On the practical front at that time, A. D. Burke, head of the Dairy Department of Alabama Polytechnic Institute, published Practical Manufacture of Cultured Milks and Kindred Products (10). Burke's book is, according to the subtitle, "a complete and practical treatise on the manufacture of commercial cultured buttermilks of all types - lactic, Bulgarian, acidophilus, kefir, kumiss, yogurt." It is also a practical treatise on commercial casein, cottage cheese, cream cheese, and commercial sour cream, with information on dried, condensed, and fruit-flavored buttermilk.

Then came World War II, and until about 1950 very little research and development was seen on fermented milks. Since then increasing attention has been paid to fermented milk products worldwide. The American Cultured Dairy Products Institute was created in the United States in 1965. Several good books have been published, and scientific publications on the subject are proliferating. Manufacturers, researchers, and the public are experimenting with cultured dairy products in North America - and not only with yogurt but with other products as well. Kefir has been available in Los Angeles for more than a decade. In 1985 a New Jersey corporation began producing kefir for the East Coast, and in 1987 several major grocery chains began selling leben.

The future of fermented milk in North America and elsewhere will undoubtedly be exciting and complex.

REFERENCES

1. Frazier, W. C., and D. C. Westhoff. 1987. Food Microbiology. 4th ed. New York: McGraw-Hill Book Co.

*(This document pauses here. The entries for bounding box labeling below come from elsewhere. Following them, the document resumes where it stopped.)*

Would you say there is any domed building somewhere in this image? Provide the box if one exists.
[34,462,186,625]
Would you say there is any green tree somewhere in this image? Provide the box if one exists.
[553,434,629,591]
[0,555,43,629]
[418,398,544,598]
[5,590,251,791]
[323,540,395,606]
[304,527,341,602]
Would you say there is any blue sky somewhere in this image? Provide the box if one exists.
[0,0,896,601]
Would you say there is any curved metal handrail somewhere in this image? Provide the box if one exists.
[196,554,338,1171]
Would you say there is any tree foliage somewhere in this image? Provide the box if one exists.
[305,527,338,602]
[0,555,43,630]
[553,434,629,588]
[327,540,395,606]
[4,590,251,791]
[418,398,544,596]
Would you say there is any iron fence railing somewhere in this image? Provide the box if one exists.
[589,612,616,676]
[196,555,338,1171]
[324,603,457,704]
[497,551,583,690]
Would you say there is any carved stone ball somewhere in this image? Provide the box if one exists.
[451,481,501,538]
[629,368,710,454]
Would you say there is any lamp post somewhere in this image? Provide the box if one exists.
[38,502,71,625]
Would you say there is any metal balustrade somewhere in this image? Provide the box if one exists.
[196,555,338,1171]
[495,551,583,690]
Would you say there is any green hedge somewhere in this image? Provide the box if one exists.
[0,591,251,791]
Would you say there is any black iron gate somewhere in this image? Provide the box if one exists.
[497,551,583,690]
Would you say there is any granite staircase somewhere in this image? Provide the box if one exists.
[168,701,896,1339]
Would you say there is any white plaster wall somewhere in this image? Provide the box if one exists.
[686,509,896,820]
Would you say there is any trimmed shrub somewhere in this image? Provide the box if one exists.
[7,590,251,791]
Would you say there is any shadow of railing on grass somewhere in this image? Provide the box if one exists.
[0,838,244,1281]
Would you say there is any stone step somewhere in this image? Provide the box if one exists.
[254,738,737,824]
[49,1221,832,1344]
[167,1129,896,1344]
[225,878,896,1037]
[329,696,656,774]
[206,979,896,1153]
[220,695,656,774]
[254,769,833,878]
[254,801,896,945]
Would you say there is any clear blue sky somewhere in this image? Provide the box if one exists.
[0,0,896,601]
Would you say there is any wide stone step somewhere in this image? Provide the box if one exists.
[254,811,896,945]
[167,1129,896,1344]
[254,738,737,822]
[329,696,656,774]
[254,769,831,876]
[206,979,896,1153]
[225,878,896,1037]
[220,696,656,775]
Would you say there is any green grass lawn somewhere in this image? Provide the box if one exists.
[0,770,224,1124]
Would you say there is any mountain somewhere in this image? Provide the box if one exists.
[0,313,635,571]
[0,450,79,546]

2. Campbell, J. R., and R. T. Marshall. 1975. The Science of Providing Milk for Ma''. New York: McGraw-Hill Book Co.

3. Kosikowski, F. V. 1977. Cheese and Fermented Milk Foods 2nd ed. Ann Arbor, Mich.: Edwards Brothers, Inc.

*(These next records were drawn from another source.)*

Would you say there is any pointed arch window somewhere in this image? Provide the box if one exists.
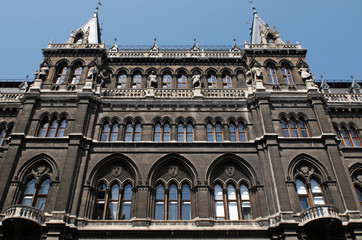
[71,64,83,84]
[207,75,216,88]
[55,63,68,84]
[132,74,142,88]
[117,73,127,88]
[282,63,294,85]
[21,178,50,211]
[222,75,231,88]
[266,63,278,85]
[162,74,172,88]
[177,74,187,88]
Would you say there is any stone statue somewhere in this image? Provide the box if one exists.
[148,71,157,88]
[246,67,262,84]
[87,65,97,81]
[38,63,49,81]
[191,73,201,87]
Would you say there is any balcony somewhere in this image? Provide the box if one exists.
[300,205,340,226]
[3,205,45,226]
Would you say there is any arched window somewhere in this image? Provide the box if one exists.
[206,123,214,142]
[155,184,165,220]
[240,184,251,220]
[71,63,83,84]
[101,122,110,142]
[181,184,191,220]
[295,179,324,210]
[215,123,223,142]
[177,122,185,142]
[162,74,172,88]
[355,187,362,207]
[186,122,194,142]
[107,184,119,220]
[266,63,278,85]
[177,74,187,88]
[168,184,178,220]
[222,75,231,88]
[214,184,225,220]
[55,63,68,84]
[109,122,118,142]
[22,178,50,211]
[282,63,294,85]
[117,73,127,88]
[132,74,142,88]
[207,75,216,88]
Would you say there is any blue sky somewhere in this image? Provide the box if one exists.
[0,0,362,80]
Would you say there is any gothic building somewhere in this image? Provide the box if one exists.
[0,6,362,240]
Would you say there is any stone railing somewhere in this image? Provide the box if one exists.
[0,93,24,102]
[48,43,106,49]
[3,205,45,225]
[300,205,339,225]
[244,43,302,49]
[324,93,362,103]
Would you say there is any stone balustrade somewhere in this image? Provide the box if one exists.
[300,205,339,225]
[0,93,24,102]
[3,205,45,225]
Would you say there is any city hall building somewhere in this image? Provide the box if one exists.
[0,5,362,240]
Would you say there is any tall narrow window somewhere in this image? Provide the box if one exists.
[177,75,187,88]
[121,184,132,220]
[124,123,132,142]
[177,123,185,142]
[21,178,35,206]
[168,184,178,220]
[349,127,361,147]
[57,119,67,137]
[101,122,109,142]
[55,64,68,84]
[227,184,239,220]
[215,123,223,142]
[295,179,309,210]
[47,119,58,137]
[162,74,172,88]
[71,64,83,84]
[132,74,142,88]
[35,179,50,211]
[134,123,141,142]
[229,123,236,142]
[266,64,278,85]
[186,123,194,142]
[181,184,191,220]
[107,184,119,220]
[153,123,161,142]
[163,123,171,142]
[214,184,225,220]
[155,184,165,220]
[238,123,247,142]
[207,75,216,88]
[94,183,107,219]
[240,184,251,220]
[282,63,293,85]
[117,73,127,88]
[222,75,231,88]
[355,187,362,207]
[206,123,214,142]
[109,122,118,142]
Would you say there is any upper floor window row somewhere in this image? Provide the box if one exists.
[36,117,67,137]
[280,117,310,137]
[334,126,361,147]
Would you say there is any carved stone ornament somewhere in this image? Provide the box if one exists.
[356,175,362,182]
[111,166,122,177]
[168,166,178,177]
[225,166,235,177]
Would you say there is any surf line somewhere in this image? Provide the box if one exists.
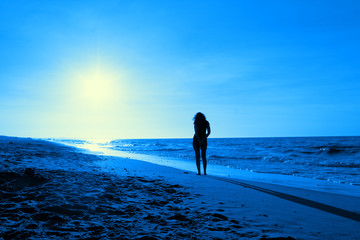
[207,175,360,222]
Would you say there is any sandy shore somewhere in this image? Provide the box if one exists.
[0,137,360,239]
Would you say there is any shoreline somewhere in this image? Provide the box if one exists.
[61,141,360,197]
[0,137,360,239]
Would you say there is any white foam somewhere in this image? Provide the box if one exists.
[63,143,360,197]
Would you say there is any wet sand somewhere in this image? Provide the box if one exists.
[0,137,291,239]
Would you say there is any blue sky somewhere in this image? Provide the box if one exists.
[0,0,360,138]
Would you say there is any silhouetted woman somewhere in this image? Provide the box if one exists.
[193,112,211,175]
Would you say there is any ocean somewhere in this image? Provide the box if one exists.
[54,137,360,186]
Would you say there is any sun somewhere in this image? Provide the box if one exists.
[72,64,121,108]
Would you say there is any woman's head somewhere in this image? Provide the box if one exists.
[193,112,206,123]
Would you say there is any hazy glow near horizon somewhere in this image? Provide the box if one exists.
[69,64,125,108]
[0,0,360,138]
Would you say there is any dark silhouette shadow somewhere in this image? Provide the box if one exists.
[193,112,211,175]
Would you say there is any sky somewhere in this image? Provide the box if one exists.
[0,0,360,138]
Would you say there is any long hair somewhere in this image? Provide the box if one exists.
[193,112,206,124]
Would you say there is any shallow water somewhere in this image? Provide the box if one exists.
[54,137,360,185]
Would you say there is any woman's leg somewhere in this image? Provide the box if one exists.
[193,138,200,175]
[201,139,207,175]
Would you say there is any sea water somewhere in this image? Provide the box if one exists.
[53,137,360,186]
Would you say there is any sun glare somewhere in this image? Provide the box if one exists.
[72,62,121,108]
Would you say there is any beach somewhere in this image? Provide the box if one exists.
[0,137,360,239]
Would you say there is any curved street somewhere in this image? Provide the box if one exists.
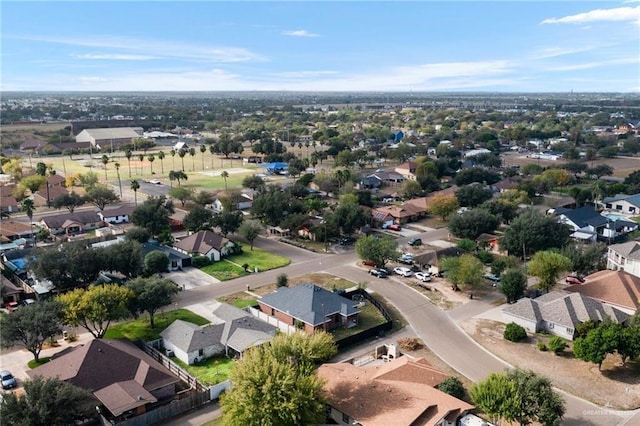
[177,229,640,426]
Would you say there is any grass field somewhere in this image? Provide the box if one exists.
[104,309,209,342]
[171,356,235,386]
[200,247,291,281]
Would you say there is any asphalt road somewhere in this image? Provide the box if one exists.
[172,229,640,426]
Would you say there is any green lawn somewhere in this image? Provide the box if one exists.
[227,246,291,271]
[171,356,234,386]
[200,247,291,281]
[104,309,209,342]
[200,260,249,281]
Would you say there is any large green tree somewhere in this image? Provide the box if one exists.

4. International Dairy Federation. 1984. Fermented Milks. Document 179, International Dairy Federation, Brussels, Belgium.

5. International Dairy Federation. 1989. Monograph on Fermented Milks: Science and Technology. International Dairy Federation, Brussels, Belgium.

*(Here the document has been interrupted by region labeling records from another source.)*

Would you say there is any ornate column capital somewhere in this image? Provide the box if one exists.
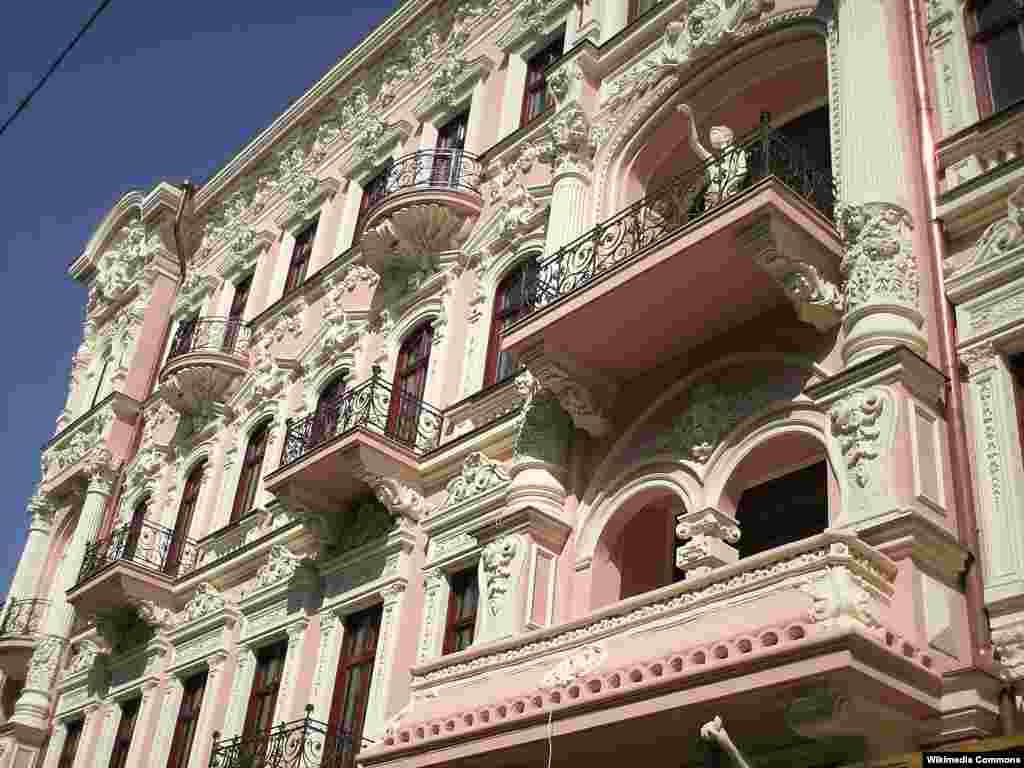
[28,490,57,534]
[523,349,617,437]
[836,202,928,365]
[959,341,999,378]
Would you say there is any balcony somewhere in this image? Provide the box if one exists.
[265,366,442,512]
[210,705,354,768]
[359,532,942,768]
[361,150,483,288]
[68,522,199,615]
[0,597,50,679]
[502,124,842,391]
[160,317,250,415]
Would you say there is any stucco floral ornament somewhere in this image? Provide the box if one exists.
[90,219,157,308]
[178,582,227,624]
[480,534,526,616]
[949,186,1024,273]
[837,203,920,310]
[830,389,888,487]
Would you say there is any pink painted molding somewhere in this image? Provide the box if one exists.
[374,616,941,761]
[412,531,897,691]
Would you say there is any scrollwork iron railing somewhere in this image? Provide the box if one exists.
[367,150,482,207]
[167,317,250,360]
[0,597,50,637]
[78,522,199,584]
[281,366,443,466]
[521,114,836,314]
[210,706,354,768]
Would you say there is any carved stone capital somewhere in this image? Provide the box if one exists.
[676,509,739,579]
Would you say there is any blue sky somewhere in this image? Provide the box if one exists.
[0,0,396,593]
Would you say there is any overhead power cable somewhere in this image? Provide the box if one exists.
[0,0,111,141]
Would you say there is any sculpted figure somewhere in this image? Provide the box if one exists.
[700,717,752,768]
[677,104,748,210]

6. Kurmann, J. A., J. L. Rasic, and M. Kroger. 1990. Encyclopedia of Fermented Fresh Milk Products. New York: Van Nostrand Reinhold.

7. Metchnikoff, E. 1906. The Prolongation of Life. New York: G. P. Putnam and Sons.

8. Rettger, L. F., and H. A. Cheplin. 1921. A Treatise on the Transformation of the Intestinal Flora with Special Reference to the Implantation of Bacillus Acidophilus. New Haven, Conn.: Yale University Press.

9. Rettger, L. F., M. N. Levy, L. Weinstein, and J. E. Weiss. 1935. Lactobacillus Acidophilus and Its Therapeutic Application. New Haven, Conn.: Yale University Press.

10. Burke, A. D. 1938. Practical Manufacture of Cultured Milks and Kindred Products. Milwaukee, Wis.: The Olsen Publishing Co.